Why the big hole, then? Imagine someone left your six-pack out in the rain. It is sitting on the deck next to the cooler, pathetically soggy, as you start cleaning things up. Your foot bumps against it, tearing the cardboard sleeve. But the cans stay put! Now imagine those cans attached to each other with one of those plastic thingamabobs. Then add a hundred more. That's how solid the Great Northern is. You could pick up that six-pack and throw it across the yard. It is going to be intact after it lands, even if the cardboard sleeve is totally shorn off. The sleeve doesn't support anything.
If you want a more wholesome image, imagine a vintage steel milk crate. Imagine instead of holding bottles it is holding steel cans. The cans are riveted to the carrier's steel frame.
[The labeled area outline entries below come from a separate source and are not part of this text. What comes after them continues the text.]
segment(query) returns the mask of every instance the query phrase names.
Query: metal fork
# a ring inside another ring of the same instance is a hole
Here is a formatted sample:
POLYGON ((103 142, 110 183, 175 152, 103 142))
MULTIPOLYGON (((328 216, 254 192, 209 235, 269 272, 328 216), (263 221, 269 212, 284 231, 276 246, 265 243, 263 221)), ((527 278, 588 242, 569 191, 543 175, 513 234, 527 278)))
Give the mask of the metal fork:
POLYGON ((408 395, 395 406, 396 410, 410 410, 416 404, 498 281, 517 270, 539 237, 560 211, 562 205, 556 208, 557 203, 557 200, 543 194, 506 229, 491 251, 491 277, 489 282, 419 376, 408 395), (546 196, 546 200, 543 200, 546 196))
Nothing is tearing that framework asunder.
Below are illustrations of the ingeniously engineered structure of the Great Northern as documented by the Historic American Engineering Record ( a collaboration of the American Society of Civil Engineers, the National Park Service, and the Library of Congress) and in the 1990 application for landmark status on file in City Hall. Buffalo Commissioner of Permits and Inspections James Comerford never availed himself of this information before he came to the irrational decision that the Great Northern could collapse or its cupola blow off in its entirety and ordered an emergency demolition. The order can be revoked by Mayor Byron Brown.